Following the track and field club, a Judo club was created in 1938. As the years went on, Toyota added more sports clubs to its roster, notably a soccer, rugby, and volleyball club. A decade later, in 1951, the company held its first-ever “All-Toyota Games”, an event where Toyota Group companies competed with each other through various athletic activities, representing growing enthusiasm in sports activities at Toyota.
By 1974, Toyota had as many as 35 different sports clubs, divided among its primary working locations in Japan. For example, the Tokyo office had basketball, while track and field was in Tahara City, Aichi Prefecture (where its Tahara Plant is located); at the Higashi Fuji technical center in Shizuoka Prefecture, it was soccer. These various locations (and others) had athletes that participated regularly in world-wide competitions. Sports had taken a prominent position in the minds of employees at Toyota.
Even as globalization has, to some extent, created division among people, sports still play an important role in uniting people around the world, by bringing harmony and an opportunity to understand one another.
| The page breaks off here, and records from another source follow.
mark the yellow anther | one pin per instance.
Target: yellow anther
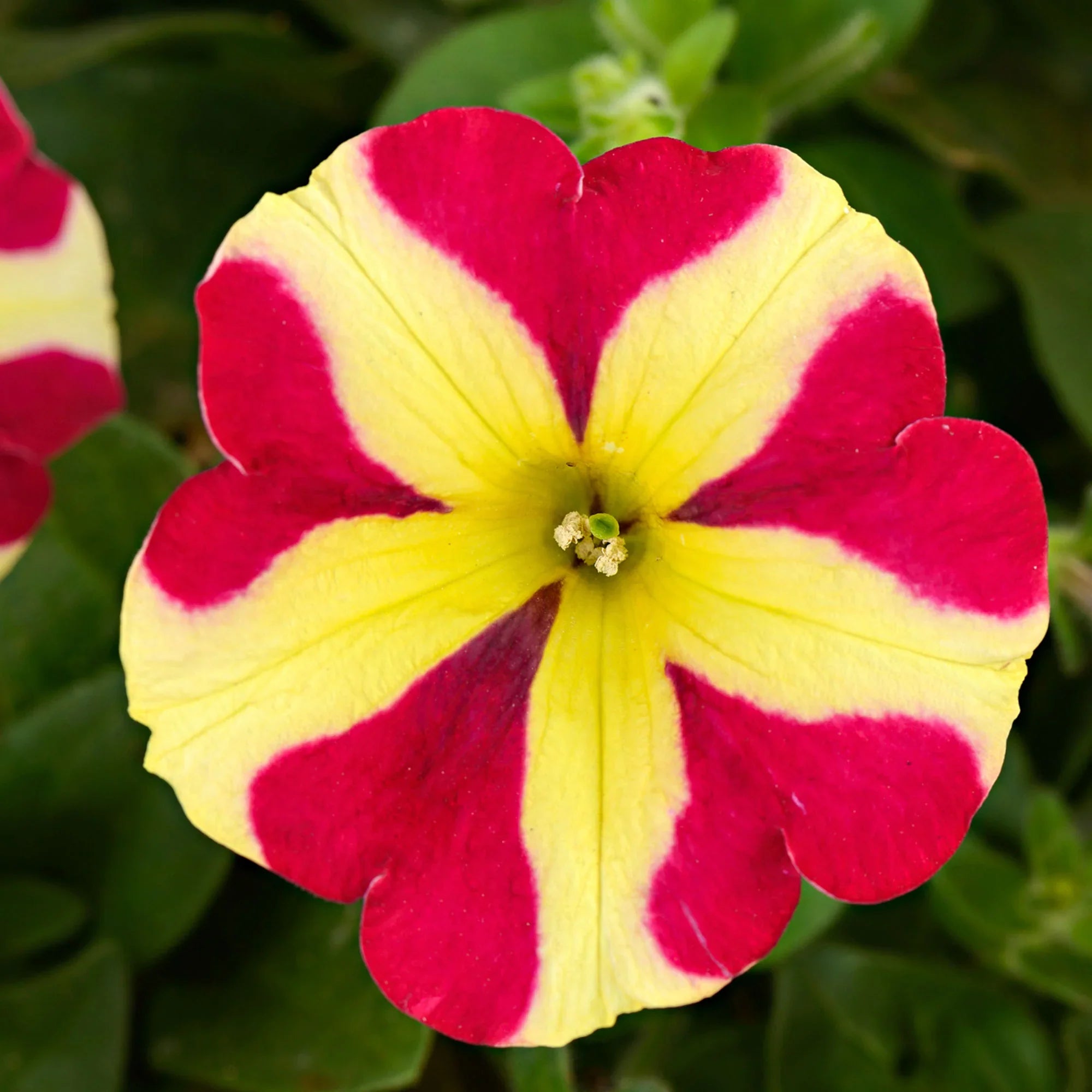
(606, 554)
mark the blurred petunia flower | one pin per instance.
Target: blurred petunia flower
(377, 648)
(58, 339)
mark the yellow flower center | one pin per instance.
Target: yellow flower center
(597, 540)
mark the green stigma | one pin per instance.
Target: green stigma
(604, 526)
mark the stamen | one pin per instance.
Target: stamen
(597, 540)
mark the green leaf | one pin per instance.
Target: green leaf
(60, 607)
(1039, 145)
(814, 916)
(847, 1019)
(979, 896)
(1051, 840)
(476, 65)
(1049, 254)
(66, 1030)
(396, 30)
(271, 995)
(174, 151)
(648, 26)
(58, 621)
(915, 206)
(1003, 812)
(109, 490)
(547, 99)
(730, 115)
(719, 1059)
(539, 1070)
(804, 52)
(37, 915)
(1035, 929)
(1077, 1046)
(29, 58)
(692, 61)
(76, 803)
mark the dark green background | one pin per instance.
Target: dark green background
(137, 955)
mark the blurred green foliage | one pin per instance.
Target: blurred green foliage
(135, 954)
Sports can encourage supporters, reinvigorate people in the local communities, and internally, bring team members around the world together. These are the reasons why Toyota is passionate about sports.
The power of sports is a value Toyota has cherished
Toyota has, since its founding, remained committed to keeping its internal sports teams and continued to recognize sports as a way of bringing people together, no matter the market conditions or the broader challenges its business has faced. It is because the power of sports is exactly a value that Toyota has long cherished, as shown in key words of sports: “challenge,” “never give up,” “teamwork,” and “respect.”
People all over the world have experienced difficulty because of the COVID-19 pandemic, and athletes are no exception, having struggled with various restrictions. Regardless, Team Toyota athletes around the world will never stop fervently moving forward and aiming high. In this new section, Toyota Times will uncover such actions and spirit of Toyota’s athletes.